Daniel Solmacy, director of the Kennedy Institute of Ethics and professor of medicine and philosophy at Georgetown University, a Jesuit institution, said he sees the new medical school as a positive development. He believes that faith-based medical education can foster a “true sense of calling and mission” in future physicians and train them to pay more attention to spiritual beliefs and patients’ needs.

He also noted that the student body at Instituto Sant Padre Pio is likely to differ from most Catholic medical schools, which tend to attract high proportions of non-religious students and have a range of views on issues such as abortion. He said that medical students in these institutions often train in Catholic teaching hospitals that adhere to Catholic principles and are taught Catholic views on medical issues, but also offer secular perspectives, and strong discussions often occur in the classroom.

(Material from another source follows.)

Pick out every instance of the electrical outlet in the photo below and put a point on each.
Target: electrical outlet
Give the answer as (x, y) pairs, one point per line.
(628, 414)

For example, Selmasi teaches a course in medical ethics that includes the philosophy of Peter Singer, a bioethicist who argues that abortion is moral. Salmassi sees Georgetown University as a place where students who support and oppose abortion rights can comfortably express their opinions and have a “really refreshing and open dialogue, where people actually speak respectfully in ways that I think abortion cannot happen in secular institutions.”

He believes that even for most anti-abortion students, Catholic medical ethics should be taught “in dialogue with opposing viewpoints, if the only reason is that if you want people to believe it, they should be able to defend it,” he said. .

Mychaskiw hopes to train doctors to work in Catholic hospitals across the country who would benefit from having doctors who are “culturally comfortable” in Catholic settings and familiar with the limitations they follow. But he also expects some students to go to work in secular hospitals. He believes that training medical professionals, with an emphasis on “high quality” academics as well as Catholic philosophical underpinnings, is his own form of religious communication.

“Our view in evangelism is that our physicians and their practice by caring for and respecting every human life and the dignity of life, through their work, will be an example of how physicians in the Catholic tradition care for humans,” he said. “We are not here to stand on a street corner and preach. We are here to care for the sick and suffering, and through that, demonstrate and live our faith.

“Health care is short everywhere,” he added. “I think, at the end of the day, whatever hospital I’m in, I want a doctor who really takes care of me as a human being, as a patient, and who respects my life and my dignity.”